Abstract

Multiple Odontogenic keratocysts with multi-organ abnormalities are a feature of Gorlin-Goltz Syndrome (GGS) which is an autosomal dominant inherited disorder. The most common oral manifestation of GGS is odontogenic keratocyst. Early diagnosis of GGS without cutaneous manifestations is important as this syndrome has basal cell carcinoma as one of its major criteria.

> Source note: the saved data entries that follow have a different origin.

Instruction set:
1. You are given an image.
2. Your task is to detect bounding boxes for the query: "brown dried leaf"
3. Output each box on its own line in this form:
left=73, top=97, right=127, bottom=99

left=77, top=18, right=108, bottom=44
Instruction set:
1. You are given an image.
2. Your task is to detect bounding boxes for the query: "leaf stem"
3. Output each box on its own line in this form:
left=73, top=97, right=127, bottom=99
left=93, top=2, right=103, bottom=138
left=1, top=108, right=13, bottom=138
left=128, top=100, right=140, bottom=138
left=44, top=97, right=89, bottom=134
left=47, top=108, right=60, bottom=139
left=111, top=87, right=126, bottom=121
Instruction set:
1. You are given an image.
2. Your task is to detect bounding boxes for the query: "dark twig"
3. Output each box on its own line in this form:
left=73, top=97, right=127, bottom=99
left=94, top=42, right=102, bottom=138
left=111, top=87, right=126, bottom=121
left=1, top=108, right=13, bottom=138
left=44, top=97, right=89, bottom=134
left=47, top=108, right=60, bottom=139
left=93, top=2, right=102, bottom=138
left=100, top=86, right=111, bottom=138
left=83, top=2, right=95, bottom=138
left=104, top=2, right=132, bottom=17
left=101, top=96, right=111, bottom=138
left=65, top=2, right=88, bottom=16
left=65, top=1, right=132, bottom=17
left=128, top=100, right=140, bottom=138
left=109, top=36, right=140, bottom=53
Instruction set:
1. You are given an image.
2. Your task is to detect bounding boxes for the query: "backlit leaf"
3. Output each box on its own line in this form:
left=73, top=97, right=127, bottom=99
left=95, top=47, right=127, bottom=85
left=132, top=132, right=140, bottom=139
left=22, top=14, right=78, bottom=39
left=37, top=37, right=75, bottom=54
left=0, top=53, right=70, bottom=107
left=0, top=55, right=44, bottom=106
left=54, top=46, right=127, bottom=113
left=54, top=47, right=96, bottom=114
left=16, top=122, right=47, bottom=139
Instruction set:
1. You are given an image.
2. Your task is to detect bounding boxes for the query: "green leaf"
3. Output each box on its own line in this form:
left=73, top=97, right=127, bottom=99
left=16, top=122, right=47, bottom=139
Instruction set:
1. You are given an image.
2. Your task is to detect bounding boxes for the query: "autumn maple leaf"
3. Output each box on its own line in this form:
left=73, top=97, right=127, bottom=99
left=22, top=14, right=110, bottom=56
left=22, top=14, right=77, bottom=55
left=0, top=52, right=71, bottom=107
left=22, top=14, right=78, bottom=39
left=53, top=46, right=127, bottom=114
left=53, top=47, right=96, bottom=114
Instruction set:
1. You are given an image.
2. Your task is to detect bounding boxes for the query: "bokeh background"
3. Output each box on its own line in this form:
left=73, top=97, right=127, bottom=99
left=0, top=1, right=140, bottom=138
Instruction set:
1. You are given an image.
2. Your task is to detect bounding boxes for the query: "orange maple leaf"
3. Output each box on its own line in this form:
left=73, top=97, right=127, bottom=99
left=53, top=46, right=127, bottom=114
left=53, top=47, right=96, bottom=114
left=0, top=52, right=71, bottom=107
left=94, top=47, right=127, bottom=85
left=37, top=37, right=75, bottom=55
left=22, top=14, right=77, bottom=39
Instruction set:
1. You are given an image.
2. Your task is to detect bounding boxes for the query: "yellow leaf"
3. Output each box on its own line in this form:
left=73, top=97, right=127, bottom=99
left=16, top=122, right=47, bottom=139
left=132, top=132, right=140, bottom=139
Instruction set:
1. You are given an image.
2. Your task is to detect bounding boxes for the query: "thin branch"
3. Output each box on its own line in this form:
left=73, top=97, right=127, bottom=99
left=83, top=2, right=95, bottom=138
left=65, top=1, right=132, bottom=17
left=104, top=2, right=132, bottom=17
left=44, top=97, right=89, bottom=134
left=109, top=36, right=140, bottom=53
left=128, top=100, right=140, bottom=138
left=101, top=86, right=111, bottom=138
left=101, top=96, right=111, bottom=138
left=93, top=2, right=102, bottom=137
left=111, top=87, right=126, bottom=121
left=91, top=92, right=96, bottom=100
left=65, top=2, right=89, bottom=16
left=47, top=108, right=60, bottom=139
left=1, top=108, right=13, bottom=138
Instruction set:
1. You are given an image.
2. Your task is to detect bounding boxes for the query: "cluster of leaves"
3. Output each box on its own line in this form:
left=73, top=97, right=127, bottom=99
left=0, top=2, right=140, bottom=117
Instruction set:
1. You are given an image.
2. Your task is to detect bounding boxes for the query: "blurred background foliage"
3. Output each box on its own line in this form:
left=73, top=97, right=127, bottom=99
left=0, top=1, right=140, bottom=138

This paper includes a case report of a 24-year-old female who reported with swelling and pus discharge in lower right posterior region. The swelling was clinico-radiologically diagnosed as odontogenic keratocyst on a panoramic radiograph which revealed the presence of multiple cystic lesions in symphysis, parasymphysis, and bilateral maxillary region. Postero-Anterior (PA) chest showed bifid ribs and PA skull showed calcification of falxcerebri. Histopathological diagnosis confirmed the Odontogenic keratocyst. Ultrasonography (USG) abdomen revealed a simple ovarian cyst on the right side. Clinical examination findings and radiological imaging evaluation with histopathological examination of cystic lesion confirms Gorlin-Goltz. Surgical enucleation of the keratocyst, peripheral ostectomy followed by bone graft substitute, and primary closure under General Anaesthesia (GA) were done in the Department of Oral and Maxillofacial Surgery. Follow-up healing was uneventful after one month.